The write-up stresses algorithmic clarity: sections like “Task Management,” “Doing Tasks,” and “Tool Usage Policy” lay out decision flows with heuristics and examples. The author argues this explicit algorithm-first approach avoids contradictions that can emerge from large lists of unstructured dos and don’ts.
Methodological Notes and Context
- The observations are drawn from the author’s use of Claude Code “over the last couple of months,” including a logger written by a colleague to capture network traffic for analysis.
- The post positions the guidance as applicable to other chat-based agents and mentions MinusX’s introduction of a similar context file (minusx.md) for its own agents.
- No official architecture documents or benchmark results are cited; the evidence presented is experiential and log-based.
TL;DR
- Claude Code is described as favoring one main loop with at most one sub-branch, simplifying debugging.
- The analysis reports heavy use of claude-3-5-haiku for routine tasks; the post claims smaller models are roughly 70–80% cheaper than Sonnet 4 or GPT‑4.1 tiers.

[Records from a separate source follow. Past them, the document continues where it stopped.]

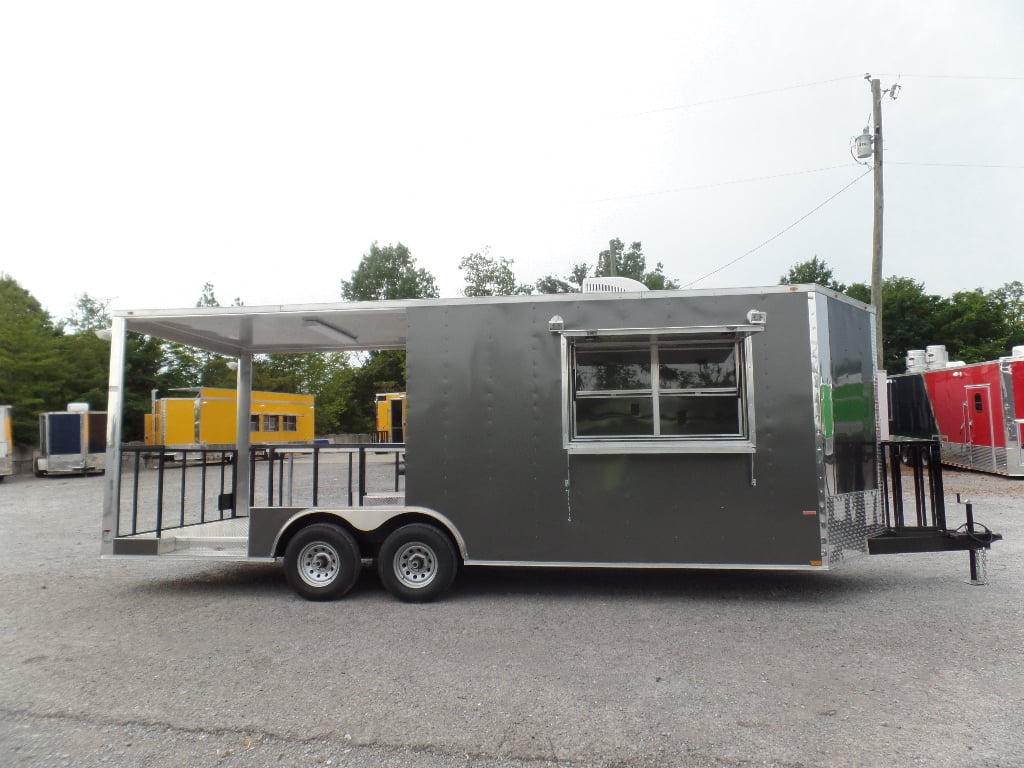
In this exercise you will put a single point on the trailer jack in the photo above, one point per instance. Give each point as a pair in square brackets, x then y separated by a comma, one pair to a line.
[931, 534]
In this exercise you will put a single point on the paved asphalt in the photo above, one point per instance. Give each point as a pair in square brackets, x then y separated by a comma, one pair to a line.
[892, 660]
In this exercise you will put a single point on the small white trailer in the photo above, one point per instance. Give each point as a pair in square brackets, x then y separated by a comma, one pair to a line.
[72, 441]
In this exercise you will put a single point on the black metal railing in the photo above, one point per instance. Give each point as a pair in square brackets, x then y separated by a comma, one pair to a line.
[929, 503]
[162, 488]
[927, 530]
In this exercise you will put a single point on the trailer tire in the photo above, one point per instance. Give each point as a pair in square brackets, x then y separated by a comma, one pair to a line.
[417, 562]
[322, 562]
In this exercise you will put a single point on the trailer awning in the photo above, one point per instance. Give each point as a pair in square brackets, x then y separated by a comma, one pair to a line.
[281, 329]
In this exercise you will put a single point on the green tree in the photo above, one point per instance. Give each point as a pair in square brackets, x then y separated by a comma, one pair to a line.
[816, 271]
[384, 273]
[551, 284]
[31, 368]
[485, 276]
[572, 283]
[388, 272]
[973, 325]
[631, 263]
[88, 315]
[1011, 296]
[190, 367]
[909, 317]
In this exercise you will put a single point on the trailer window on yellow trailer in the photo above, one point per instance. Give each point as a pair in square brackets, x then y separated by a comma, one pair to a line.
[390, 417]
[208, 418]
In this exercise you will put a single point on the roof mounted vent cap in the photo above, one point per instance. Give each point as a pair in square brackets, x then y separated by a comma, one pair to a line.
[612, 285]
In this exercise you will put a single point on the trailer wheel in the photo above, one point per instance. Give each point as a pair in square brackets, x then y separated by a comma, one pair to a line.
[322, 562]
[417, 562]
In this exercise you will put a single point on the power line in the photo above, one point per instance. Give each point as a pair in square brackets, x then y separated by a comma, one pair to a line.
[952, 77]
[714, 184]
[737, 96]
[816, 208]
[949, 165]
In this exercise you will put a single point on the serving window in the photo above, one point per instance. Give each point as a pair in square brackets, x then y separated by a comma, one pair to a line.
[662, 393]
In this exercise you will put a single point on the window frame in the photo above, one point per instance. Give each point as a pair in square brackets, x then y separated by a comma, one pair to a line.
[655, 339]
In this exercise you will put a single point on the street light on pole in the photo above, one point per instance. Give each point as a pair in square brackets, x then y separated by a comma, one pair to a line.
[868, 144]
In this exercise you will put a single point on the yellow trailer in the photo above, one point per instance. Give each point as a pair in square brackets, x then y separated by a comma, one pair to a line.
[391, 417]
[208, 418]
[6, 443]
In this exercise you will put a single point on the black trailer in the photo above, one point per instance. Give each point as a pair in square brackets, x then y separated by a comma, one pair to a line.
[696, 429]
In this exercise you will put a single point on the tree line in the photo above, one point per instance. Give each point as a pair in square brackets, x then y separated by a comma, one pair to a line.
[47, 363]
[975, 326]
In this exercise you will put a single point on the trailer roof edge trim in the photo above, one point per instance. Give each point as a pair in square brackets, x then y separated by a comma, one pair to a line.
[354, 326]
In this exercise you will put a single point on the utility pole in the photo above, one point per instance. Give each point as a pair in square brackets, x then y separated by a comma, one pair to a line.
[877, 247]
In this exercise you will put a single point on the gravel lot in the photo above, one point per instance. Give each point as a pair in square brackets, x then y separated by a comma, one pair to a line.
[892, 660]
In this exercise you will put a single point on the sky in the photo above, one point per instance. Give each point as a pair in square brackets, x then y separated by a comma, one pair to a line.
[148, 147]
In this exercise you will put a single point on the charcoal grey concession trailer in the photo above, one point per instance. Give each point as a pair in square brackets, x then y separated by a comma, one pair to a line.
[701, 429]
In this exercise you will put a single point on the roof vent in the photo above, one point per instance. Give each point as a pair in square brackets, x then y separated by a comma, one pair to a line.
[612, 285]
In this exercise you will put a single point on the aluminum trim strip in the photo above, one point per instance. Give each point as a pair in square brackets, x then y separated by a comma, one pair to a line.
[643, 565]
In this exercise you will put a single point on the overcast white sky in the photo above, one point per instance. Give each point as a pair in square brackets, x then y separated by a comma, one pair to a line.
[148, 147]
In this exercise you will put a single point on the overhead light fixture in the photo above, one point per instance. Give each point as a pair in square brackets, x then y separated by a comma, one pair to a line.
[335, 334]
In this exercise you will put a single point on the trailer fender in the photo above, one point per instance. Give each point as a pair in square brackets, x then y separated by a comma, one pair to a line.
[269, 526]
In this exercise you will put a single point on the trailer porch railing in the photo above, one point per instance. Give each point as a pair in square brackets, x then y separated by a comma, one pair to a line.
[168, 488]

- Prompts are large and structured: ~2,800 tokens of system instructions plus ~9,400 tokens of tool definitions, with claude.md sent on each request.
- Search is LLM-first (ripgrep/jq/find) rather than RAG, with selective file reads and regex.
- Tools span low/medium/high levels (e.g., Bash, Edit, Grep/Glob, Task, WebFetch, IDE diagnostics); guidance clarifies when to use each.
- A model-maintained todo list is used to combat context drift in longer sessions.
- Steerability relies on explicit tone/style rules, strong “IMPORTANT/NEVER/ALWAYS” directives, and algorithmic instructions with examples.
- The findings are based on observed behavior and intercepted logs reported by the author, not official documentation.